And yet what makes our work here more complicated is that we are not comparing just two shape vectors in our example of WBC images, we are comparing hundreds.

## Inferring a shape space from pairwise distances

One way to build a shape space for a collection of binarized images is to apply the Kabsch algorithm, which includes a step in which the best rotation is found, to every pair of images. As a result, we would obtain the RMSD between every pair of images, and we would then need to build a shape space from all these distances between pairs of shapes.

Note: CellOrganizer has one applies an alternative approach to the Kabsch algorithm for computing a cellular distance, called the diffeomorphic distance2, which can be thought of intuitively as determining the amount of energy required to deform one shape into another.

We hope that this problem sounds familiar, as it is the Lost Cities problem in disguise. The pairs of distances between images correspond to a road atlas, and placing images into a shape space corresponds to locating cities.

Statisticians have devised a collection of approaches to solve the Lost Cities problem, the most common of which are called multi-dimensional scaling. The fundamental idea of multi-dimensional scaling is to assign points to n-dimensional space such that the distances between points in this space approximately resemble a collection of distances between pairs of objects in some dataset (which in our case is cellular images).

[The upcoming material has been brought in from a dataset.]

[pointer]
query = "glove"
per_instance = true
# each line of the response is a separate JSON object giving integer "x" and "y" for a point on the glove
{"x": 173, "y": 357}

STOP: If we have m cellular images, then how many times will we need to compute the distance between a pair of images?

## Aligning many images concurrently

Unfortunately, if we have a large dataset, then computing the distance between every pair of objects can become very time-intensive, even with a powerful computer. Instead, we will rotate all images concurrently. After this alignment, we can then center and vectorize all the images starting at the same position.

One way of aligning a collection of images is to first identify the major axis of each image, which is the line segment crossing through the image’s center of mass that is as long as possible. The figure below shows the major axis for a few shapes that may not immediately look similar.

Three similar shapes, with their major axes highlighted in gray.

When we align the major axes of similar shapes, their similarities will overlap (see figure below). These images are ready to be vectorized (say, starting from the point on the right side of an image’s major axis and proceeding counterclockwise). The resulting vectors will have low RMSD because corresponding points on the shapes will be nearby.

Aligning the three images from the previous figure so that their major axes overlap allows us to see similarities between the shapes as well as build consistent shape vectors for them.

Note: When we align images along their major axes, we need to ensure that a shape’s mirror image is not a better alignment. Handling this issue is beyond the scope of our work here but is discussed in the literature.3

By vectorizing a collection of binarized cellular images after alignment, the resulting vectors form our desired shape space. To review, each vector correspond to a sampling of n points from the boundary of each image, which can be translated into a vector of 2n coordinates. Yet one more pitfall remains.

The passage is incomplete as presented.